Making a numpy ndarray matrix symmetric

For what it is worth, using the MATLAB's numpy equivalent you mentioned is more efficient than the link @plonser added.

In [1]: import numpy as np
In [2]: A = np.zeros((4, 4))
In [3]: np.fill_diagonal(A, np.arange(4)+1)
In [4]: A[2:,:2] = np.eye(2)

# numpy equivalent to MATLAB:
In [5]: %timeit W = np.maximum( A, A.T)
100000 loops, best of 3: 2.95 µs per loop

# method from link
In [6]: %timeit W = A + A.T - np.diag(A.diagonal())
100000 loops, best of 3: 9.88 µs per loop

Timing for larger matrices can be done similarly:

In [1]: import numpy as np
In [2]: N = 100
In [3]: A = np.zeros((N, N))
In [4]: A[2:,:N-2] = np.eye(N-2)
In [5]: np.fill_diagonal(A, np.arange(N)+1)
In [6]: print A
Out[6]: 
array([[   1.,    0.,    0., ...,    0.,    0.,    0.],
       [   0.,    2.,    0., ...,    0.,    0.,    0.],
       [   1.,    0.,    3., ...,    0.,    0.,    0.],
       ..., 
       [   0.,    0.,    0., ...,   98.,    0.,    0.],
       [   0.,    0.,    0., ...,    0.,   99.,    0.],
       [   0.,    0.,    0., ...,    1.,    0.,  100.]])

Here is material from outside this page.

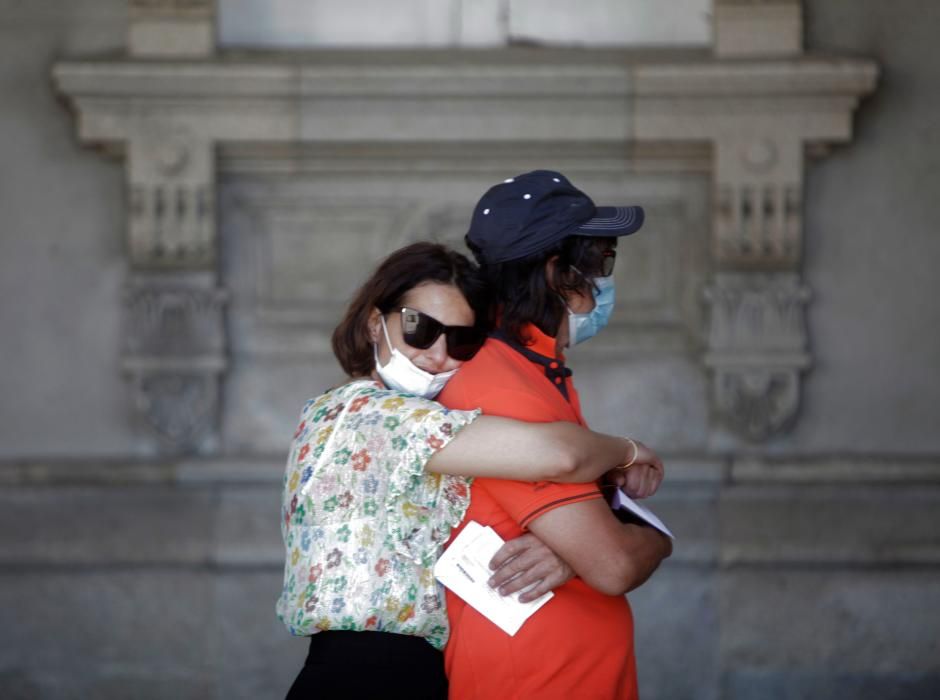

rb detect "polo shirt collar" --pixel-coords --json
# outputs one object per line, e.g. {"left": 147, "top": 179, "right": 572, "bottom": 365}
{"left": 492, "top": 323, "right": 573, "bottom": 401}
{"left": 520, "top": 323, "right": 563, "bottom": 360}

# numpy equivalent to MATLAB:
In [6]: %timeit W = np.maximum( A, A.T)
10000 loops, best of 3: 28.6 µs per loop

# method from link
In [7]: %timeit W = A + A.T - np.diag(A.diagonal())
10000 loops, best of 3: 49.8 µs per loop

And with N = 1000

# numpy equivalent to MATLAB:
In [6]: %timeit W = np.maximum( A, A.T)
100 loops, best of 3: 5.65 ms per loop

# method from link
In [7]: %timeit W = A + A.T - np.diag(A.diagonal())
100 loops, best of 3: 11.7 ms per loop

Found a following solution which works for me:

import numpy as np
W = np.maximum( A, A.transpose() )

Use the NumPy tril and triu functions as follows. It essentially "mirrors" elements in the lower triangle into the upper triangle.

import numpy as np
A = np.array([[1, 0, 0, 0], [0, 2, 0, 0], [1, 0, 2, 0], [0, 1, 0, 3]])
W = np.tril(A) + np.triu(A.T, 1)

tril(m, k=0) gets the lower triangle of a matrix m (returns a copy of the matrix m with all elements above the kth diagonal zeroed). Similarly, triu(m, k=0) gets the upper triangle of a matrix m (all elements below the kth diagonal zeroed).

To prevent the diagonal being added twice, one must exclude the diagonal from one of the triangles, using either np.tril(A) + np.triu(A.T, 1) or np.tril(A, -1) + np.triu(A.T).

Also note that this behaves slightly differently to using maximum. All elements in the upper triangle are overwritten, regardless of whether they are the maximum or not. This means they can be any value (e.g. nan or inf).